Investopedia defines Line of Credit (LOC) as an arrangement between a financial institution, and a customer that establishes a maximum loan balance that the bank will permit the borrower to maintain. The borrower can draw down on the line of credit at any time, as long as he or she does not exceed the maximum set in the agreement.
Line of Credit is usually used by small businesses to tide over the shortfall of cash. Therefore, it’s also referred to as business line of credit. This is a flexible source of capital that an entrepreneur uses to manage his business.
A line of credit is a specific amount of reserved pool of liquid cash that can be withdrawn as and when you need. You pay interest only on the amount you have withdrawn. It has an advantage over the business credit card because the rate of interest for LOC is lower than that of the credit card.
How a Line of Credit operates
Depending on the nature and good will of your business, a financial institution grants you a stipulated amount of cash. However, you don’t have to make any payments in form of interest until you withdraw funds from it. Let’s say a XYZ financial institution has granted you access to a sum of $60,000 as line of credit. That is your maximum credit is $60,000. If you decide to withdraw $20,000, you still have access to the remaining $40,000. If you return the amount you withdrew, then your account has $60,000.
Again you have access to the entire amount without reapplying for the credit. One of the biggest advantage is that you don’t have to reapply for the line of credit each time. This is one of the reasons its often referred to as “Revolving” credit.
Business LOC has lower rate of interest and closing the loan would cost you less than the traditional loan. However, if you delay the repayment or cross your maximum limit, then be prepared to pay high rate of interest on the withdrawn amount.
Four Lines of Credit Options
Traditional line-of-credit- This is usually opted by established small businesses that have proven business models. Here the credit limits are huge while the rate of interest is low. However, this type of LOC requires high credit scores as well as annual revenue reports. Traditional Line of Credit is often issued by the bank where a small business houses its business account.

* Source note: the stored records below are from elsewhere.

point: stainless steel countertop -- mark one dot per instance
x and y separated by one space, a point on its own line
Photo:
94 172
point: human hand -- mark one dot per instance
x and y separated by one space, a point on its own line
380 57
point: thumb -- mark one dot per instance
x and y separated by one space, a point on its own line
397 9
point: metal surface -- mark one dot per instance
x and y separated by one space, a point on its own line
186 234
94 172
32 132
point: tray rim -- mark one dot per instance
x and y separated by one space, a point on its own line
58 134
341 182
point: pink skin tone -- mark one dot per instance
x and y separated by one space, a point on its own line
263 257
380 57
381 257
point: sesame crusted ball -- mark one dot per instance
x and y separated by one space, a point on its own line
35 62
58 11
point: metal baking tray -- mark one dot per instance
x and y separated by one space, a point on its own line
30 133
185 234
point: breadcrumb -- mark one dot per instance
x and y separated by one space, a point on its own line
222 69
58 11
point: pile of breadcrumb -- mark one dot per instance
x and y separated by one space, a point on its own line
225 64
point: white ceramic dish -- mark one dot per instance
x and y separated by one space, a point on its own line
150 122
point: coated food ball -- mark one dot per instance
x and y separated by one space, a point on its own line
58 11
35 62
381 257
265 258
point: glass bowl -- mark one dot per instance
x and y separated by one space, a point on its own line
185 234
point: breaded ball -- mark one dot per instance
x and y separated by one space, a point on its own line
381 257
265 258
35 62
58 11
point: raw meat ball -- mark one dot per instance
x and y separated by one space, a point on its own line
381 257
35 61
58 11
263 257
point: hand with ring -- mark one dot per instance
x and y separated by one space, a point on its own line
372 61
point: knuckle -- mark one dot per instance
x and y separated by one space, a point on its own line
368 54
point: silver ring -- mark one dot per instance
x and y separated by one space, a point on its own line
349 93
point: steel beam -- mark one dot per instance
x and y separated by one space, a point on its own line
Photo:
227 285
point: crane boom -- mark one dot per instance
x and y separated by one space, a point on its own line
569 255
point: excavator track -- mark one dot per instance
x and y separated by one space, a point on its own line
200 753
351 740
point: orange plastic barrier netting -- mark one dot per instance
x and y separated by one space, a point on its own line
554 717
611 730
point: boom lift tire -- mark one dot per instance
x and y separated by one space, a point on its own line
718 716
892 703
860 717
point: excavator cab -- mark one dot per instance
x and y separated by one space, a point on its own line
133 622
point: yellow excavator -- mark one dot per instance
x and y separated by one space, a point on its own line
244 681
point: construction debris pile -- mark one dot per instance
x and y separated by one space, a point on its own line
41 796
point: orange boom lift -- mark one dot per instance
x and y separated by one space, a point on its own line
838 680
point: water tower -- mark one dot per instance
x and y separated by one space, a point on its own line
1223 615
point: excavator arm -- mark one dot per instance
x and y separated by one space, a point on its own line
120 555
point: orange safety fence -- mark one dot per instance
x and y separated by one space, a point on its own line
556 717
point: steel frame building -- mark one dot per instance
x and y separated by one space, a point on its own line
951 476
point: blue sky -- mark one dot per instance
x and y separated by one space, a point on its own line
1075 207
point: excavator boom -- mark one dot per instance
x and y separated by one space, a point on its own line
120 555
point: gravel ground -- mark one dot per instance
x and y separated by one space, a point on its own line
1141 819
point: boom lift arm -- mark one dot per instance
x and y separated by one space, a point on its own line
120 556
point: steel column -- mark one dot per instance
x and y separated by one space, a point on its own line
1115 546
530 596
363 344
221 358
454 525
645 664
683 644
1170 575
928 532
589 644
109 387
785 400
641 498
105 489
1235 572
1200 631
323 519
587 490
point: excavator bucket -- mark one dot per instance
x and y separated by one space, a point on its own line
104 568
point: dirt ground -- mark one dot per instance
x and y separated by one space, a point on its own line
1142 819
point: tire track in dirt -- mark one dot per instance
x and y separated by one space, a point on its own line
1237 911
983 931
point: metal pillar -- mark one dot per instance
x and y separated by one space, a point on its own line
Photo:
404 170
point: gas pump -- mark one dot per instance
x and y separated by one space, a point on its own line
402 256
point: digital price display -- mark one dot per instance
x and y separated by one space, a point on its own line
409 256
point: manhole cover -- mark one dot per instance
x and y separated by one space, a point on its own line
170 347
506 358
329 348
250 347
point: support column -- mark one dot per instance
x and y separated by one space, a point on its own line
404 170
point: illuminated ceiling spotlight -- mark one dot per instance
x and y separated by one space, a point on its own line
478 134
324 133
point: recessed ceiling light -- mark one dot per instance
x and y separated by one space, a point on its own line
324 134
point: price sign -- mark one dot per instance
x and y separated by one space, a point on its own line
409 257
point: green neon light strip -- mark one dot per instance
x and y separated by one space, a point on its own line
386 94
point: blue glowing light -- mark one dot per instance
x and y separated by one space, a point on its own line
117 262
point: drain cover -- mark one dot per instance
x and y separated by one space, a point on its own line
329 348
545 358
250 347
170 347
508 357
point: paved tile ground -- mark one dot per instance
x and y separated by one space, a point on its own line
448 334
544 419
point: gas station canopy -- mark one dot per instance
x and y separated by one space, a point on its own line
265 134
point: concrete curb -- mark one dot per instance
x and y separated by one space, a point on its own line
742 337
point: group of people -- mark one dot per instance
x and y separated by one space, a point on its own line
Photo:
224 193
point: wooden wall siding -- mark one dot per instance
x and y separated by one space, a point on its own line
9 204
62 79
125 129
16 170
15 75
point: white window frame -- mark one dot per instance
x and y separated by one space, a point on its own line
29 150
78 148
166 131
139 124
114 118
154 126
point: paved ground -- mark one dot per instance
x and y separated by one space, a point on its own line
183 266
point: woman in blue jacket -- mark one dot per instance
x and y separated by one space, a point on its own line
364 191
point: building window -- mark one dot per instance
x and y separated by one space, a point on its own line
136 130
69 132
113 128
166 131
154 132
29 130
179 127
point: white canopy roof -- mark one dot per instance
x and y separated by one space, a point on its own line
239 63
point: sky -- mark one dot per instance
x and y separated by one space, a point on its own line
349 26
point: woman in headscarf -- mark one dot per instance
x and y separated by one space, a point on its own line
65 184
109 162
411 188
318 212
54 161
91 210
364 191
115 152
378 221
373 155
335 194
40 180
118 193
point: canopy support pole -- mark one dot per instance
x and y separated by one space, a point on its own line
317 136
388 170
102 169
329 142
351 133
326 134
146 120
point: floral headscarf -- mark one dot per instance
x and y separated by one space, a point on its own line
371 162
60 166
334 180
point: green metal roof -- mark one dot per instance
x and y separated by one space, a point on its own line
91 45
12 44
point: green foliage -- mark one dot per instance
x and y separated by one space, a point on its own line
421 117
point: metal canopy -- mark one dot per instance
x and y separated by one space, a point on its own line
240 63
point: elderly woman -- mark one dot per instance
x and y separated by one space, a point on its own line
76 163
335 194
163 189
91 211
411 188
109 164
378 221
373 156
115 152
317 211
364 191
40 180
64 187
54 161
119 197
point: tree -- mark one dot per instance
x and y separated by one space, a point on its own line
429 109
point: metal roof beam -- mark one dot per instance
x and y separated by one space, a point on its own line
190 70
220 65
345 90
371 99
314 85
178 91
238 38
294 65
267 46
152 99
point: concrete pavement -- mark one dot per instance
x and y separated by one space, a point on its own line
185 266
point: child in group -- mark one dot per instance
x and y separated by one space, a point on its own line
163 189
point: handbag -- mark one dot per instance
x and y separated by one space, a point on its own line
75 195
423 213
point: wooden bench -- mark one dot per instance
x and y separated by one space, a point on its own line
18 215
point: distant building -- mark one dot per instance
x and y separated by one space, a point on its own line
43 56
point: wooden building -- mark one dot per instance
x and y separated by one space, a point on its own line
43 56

Short-term line of credit- This is offered by private lending institutions and not the banks. Here the credit limit is not high, rate of interest is high and not many documents are required. This is most preferred by the new startups as it gives them an opportunity to reserve a flexible pool of capital.
Equipment or inventory backed line of credit- The lenders give credit based on the business equipment and even vehicles. In this option of line of credit, the lender will give credit based on the current value of the equipment. The good news is that, the lenders relax on the loan process and other requirements such as your past borrowing history and credit score. Though you get maximum limit on the credit, the rate of interest is high. If loan is not repaid on time, the lenders will claim the equipment or inventory that served as the collateral.
Invoice financing- Also known as accounts receivable financing. A small business would be given credit based on the value of the invoices. The value of the invoices also determines the maximum limit of the credit. With the increase in the value of the invoices, the credit limit also increases. Here the SMB (small and mid-sized business) owner need not wait for the customers to pay, instead he can take loan on the basis of invoices to tide over the shortfall of cash.
When a small business has access to business line of credit, it can manage its cash flow better and also take care of the unexpected expenses, or even fund short term business requirements. If you are thinking of growing your business opportunities or meet unforeseen business expenses, consider these above mentioned line of credit options. They are great safety net for small businesses.